Charles married Elizabeth Lee on 11 April 1863 in Calais, Maine. She was born c1840, Maine; died after 1920, possibly in Boston where she lived with extended family members. Charles and Elizabeth became the parents of three children:

  1. Mary L., born November 1865; died after 1930, possibly in South Orange, New Jersey; unmarried
  2. Helen Louise, born 6 April 1872; married William Belmont Parker, 29 May 1906, Calais, Maine. William was born c1872, England. Both died after 1930.
  3. George Eager, born 24 August 1875; married Evelyn Agnew, 17 September 1902, Calais, Maine

William and Helen Parker were the parents of four children:

  1. Newton Belmont, born 26 February 1907, New York; died 9 February 1993, Claremont, Los Angeles, California; (1) reportedly married Mary Godfrey Pepper. She was born c1909; died 1966, but they may have divorced. (2) Cary Blunt Millholland, a noted landscape architect, in 1954. She was born 11 December 1902; died 21 January 2001, Pomona, California. It doesn’t appear that Newton had any children.
  2. Barrett P., born 12 October 1908, New Jersey; died 21 February 1998; married Pamela M. (MNU). She was born 1921; died 2010. Both are buried at St. Paul’s Memorial Garden in Brunswick, Maine. Barrett was a World War II veteran.
  3. William J., born c1913, New Jersey; died after 1930
  4. Elizabeth L., born c1915, New Jersey; died after 1930

William Parker died c1934. However, neither wife Helen nor any of their children has been found in the 1940 census. There are numerous ship’s passenger lists for this family and it is possible they were out of the country at the time of the census.

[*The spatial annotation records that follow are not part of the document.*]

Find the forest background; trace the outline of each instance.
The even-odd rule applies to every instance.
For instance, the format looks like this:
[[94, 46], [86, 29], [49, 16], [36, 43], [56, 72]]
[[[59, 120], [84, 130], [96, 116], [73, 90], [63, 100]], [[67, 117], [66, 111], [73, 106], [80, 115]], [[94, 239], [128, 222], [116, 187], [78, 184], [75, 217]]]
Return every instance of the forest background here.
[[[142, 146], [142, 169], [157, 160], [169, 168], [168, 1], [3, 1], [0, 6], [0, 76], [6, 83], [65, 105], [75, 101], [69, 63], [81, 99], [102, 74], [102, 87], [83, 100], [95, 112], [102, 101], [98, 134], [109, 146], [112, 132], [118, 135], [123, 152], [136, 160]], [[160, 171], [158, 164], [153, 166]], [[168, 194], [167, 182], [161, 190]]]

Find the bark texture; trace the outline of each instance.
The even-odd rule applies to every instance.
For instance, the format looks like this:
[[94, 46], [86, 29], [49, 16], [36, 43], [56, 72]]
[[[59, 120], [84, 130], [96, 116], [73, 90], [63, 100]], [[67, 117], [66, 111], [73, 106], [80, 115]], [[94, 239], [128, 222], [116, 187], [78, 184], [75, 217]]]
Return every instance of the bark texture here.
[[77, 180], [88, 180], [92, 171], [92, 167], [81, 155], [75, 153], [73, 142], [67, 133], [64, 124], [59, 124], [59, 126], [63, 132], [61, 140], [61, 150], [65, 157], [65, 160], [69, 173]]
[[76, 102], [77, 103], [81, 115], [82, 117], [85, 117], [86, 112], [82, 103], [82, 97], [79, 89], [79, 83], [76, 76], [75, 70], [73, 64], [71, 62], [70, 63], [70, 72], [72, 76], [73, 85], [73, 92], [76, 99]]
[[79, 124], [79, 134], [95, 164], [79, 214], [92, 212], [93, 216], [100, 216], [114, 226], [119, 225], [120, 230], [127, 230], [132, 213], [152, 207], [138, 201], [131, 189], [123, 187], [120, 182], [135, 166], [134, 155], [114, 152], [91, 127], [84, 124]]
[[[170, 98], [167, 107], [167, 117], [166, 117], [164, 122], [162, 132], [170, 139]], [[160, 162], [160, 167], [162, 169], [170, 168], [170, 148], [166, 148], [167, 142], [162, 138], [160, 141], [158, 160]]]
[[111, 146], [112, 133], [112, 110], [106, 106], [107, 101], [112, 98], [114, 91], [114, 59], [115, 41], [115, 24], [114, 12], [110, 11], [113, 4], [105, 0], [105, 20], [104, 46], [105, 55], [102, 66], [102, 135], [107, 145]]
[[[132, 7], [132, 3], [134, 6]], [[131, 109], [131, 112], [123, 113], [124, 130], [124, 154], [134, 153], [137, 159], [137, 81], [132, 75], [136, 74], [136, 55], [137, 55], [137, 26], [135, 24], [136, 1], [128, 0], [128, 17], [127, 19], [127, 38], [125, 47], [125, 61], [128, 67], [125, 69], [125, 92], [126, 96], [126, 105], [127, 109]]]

George Eager and Evelyn (Agnew) Newton were also the parents of four children:

  1. Charlotte E., born c1904; died after 1940, when she lived in Calais with her parents; married George Sutherland Douglas, 25 October 1920, St. George, Charlotte County, New Brunswick, Canada. He was born 12 June 1899, Rumford Falls, Maine; reportedly died c1924. However, they divorced and Charlotte apparently never remarried nor had any children.
  2. Charles Harrison, born c1906; died 23 January 1942 while serving in the Merchant Marine aboard the ship Venore. The ship was hit in Torpedo Alley, off the coast of North Carolina, and sunk by a German U-boat. No evidence has been found that he ever married.
  3. Richard Billings, born 11 May 1907; died 27 September 1907.
  4. Mary L., born 13 December 1908, Robbinston, Maine; died after 1930, when she lived at home with her parents.

I would really, really like to return my photo of Charles Harrison Newton to a descendant. If there are any living today, they would be descended Barrett P., William J. or Elizabeth L. Parker or from Mary L. Newton, who possibly married between 1930 and 1940. It is possible that Mary might have married in Elmira, New York, as city directories show George and Evelyn living there in the late 1930s.

If anyone recognizes any of these people and can provide details about them after 1930, it would be much appreciated.